Mein Vater ist nicht die gesprächigste Person. Während meine Mutter von einer Quatscherei in die nächste gleitet und dabei immer was zu berichten hat, muss man meinem Papa die Worte aus der Nase ziehen. Er weiß einfach nicht, worüber er reden soll, sagt er mir immer. Das ändert sich, sobald ein Depeche-Mode-Song läuft. Seine Augen fangen dann an zu glitzern. Die sonst so sparsam gewählten Worte sprudeln aus ihm heraus, mit ihnen die Gefühle, die durch Erinnerungen geweckt werden. Wenn mein Vater über Musik und die damit verbundenen Geschichten von der Sehnsucht nach einer freieren Welt redet, kann ich nicht anders, als gespannt zu lauschen. Durch das Aufwachsen mit Streaming-Anbietern ist es für mich schwer vorstellbar, wie man damals Musik konsumierte. Oft vergesse ich, dass die DDR-Geschichte noch gar nicht so lange her und dass Westplatten mindestens genauso schwer zu bekommen waren wie die stylishen Wrangler-Jeans!

DIEVERPEILTE: Papa, was ist deine Lieblingsband?
Annes Papa: Die Frage kannst du dir ja eigentlich selbst beantworten (lacht). Depeche Mode!
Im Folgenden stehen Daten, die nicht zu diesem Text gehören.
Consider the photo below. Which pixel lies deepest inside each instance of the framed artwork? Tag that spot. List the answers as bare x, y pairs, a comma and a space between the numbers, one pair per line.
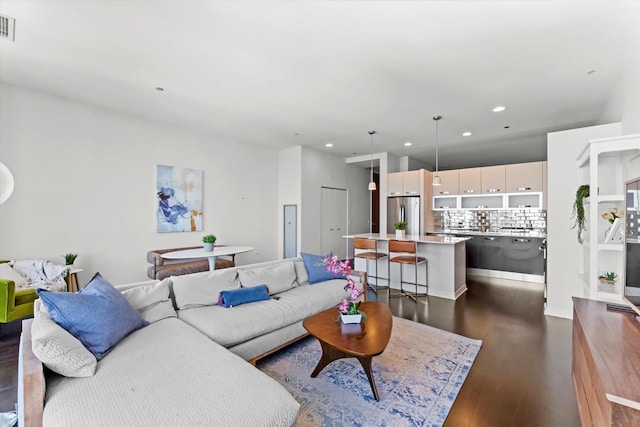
178, 199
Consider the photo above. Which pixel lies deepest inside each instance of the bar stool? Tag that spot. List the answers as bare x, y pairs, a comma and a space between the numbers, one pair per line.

Wieso gerade diese Musikgruppe?
Damals, als ich angefangen habe, mich mit Musik zu beschäftigen, war das eine völlig neue Art von Klangerlebnis. Das fand ich extrem faszinierend und sie haben mich sofort in ihren Bann gesogen. Das hat sich auch in den weiteren Jahren so durchgezogen. Alleine den Musikstil fand ich so beeindruckend. Einfach was ganz Neues für mich und für damalige Zeiten hoch-modern. In deren Musik habe ich mich einfach am ehesten gesehen.

War deine erste Schallplatte auch von Depeche Mode?
Meine erste eigene Schallplatte (überlegt). Ja! Das war eine Platte, die Amiga aufgelegt hatte. Das war die DDR-Plattenfirma und -produktion. Die übernahmen ein Album von Depeche Mode aus dem Westen! Das war ein Best of von Anfang bis 1986/87. Zu DDR-Zeiten bist du an die Original Platte erst gar nicht gekommen. Die gab es im Osten einfach nicht. Das war aber ein offizielles Album und Amiga hat die Lizenz dafür bekommen. Die habe ich natürlich auch noch!

Gibt es Platten, die einen besonders emotionalen Wert für dich haben?
Bei der Grenzöffnung war ich in Berlin bei der Armee. Meine ersten 100 Mark Begrüßungsgeld nach der Öffnung habe ich genommen und bin ins WOM – World of Music. So hieß der Plattenladen und da habe ich mir zehn Schallplatten gekauft!

Weißt du noch, welche das waren? 
Da war auf jeden Fall Kraftwerk „Mensch-Maschine“ dabei! An mehr kann ich mit leider nicht mehr genau erinnern (lacht). Der Rest muss aber Depeche Mode gewesen sein, denn ich besitze alle offiziellen LPs von damals!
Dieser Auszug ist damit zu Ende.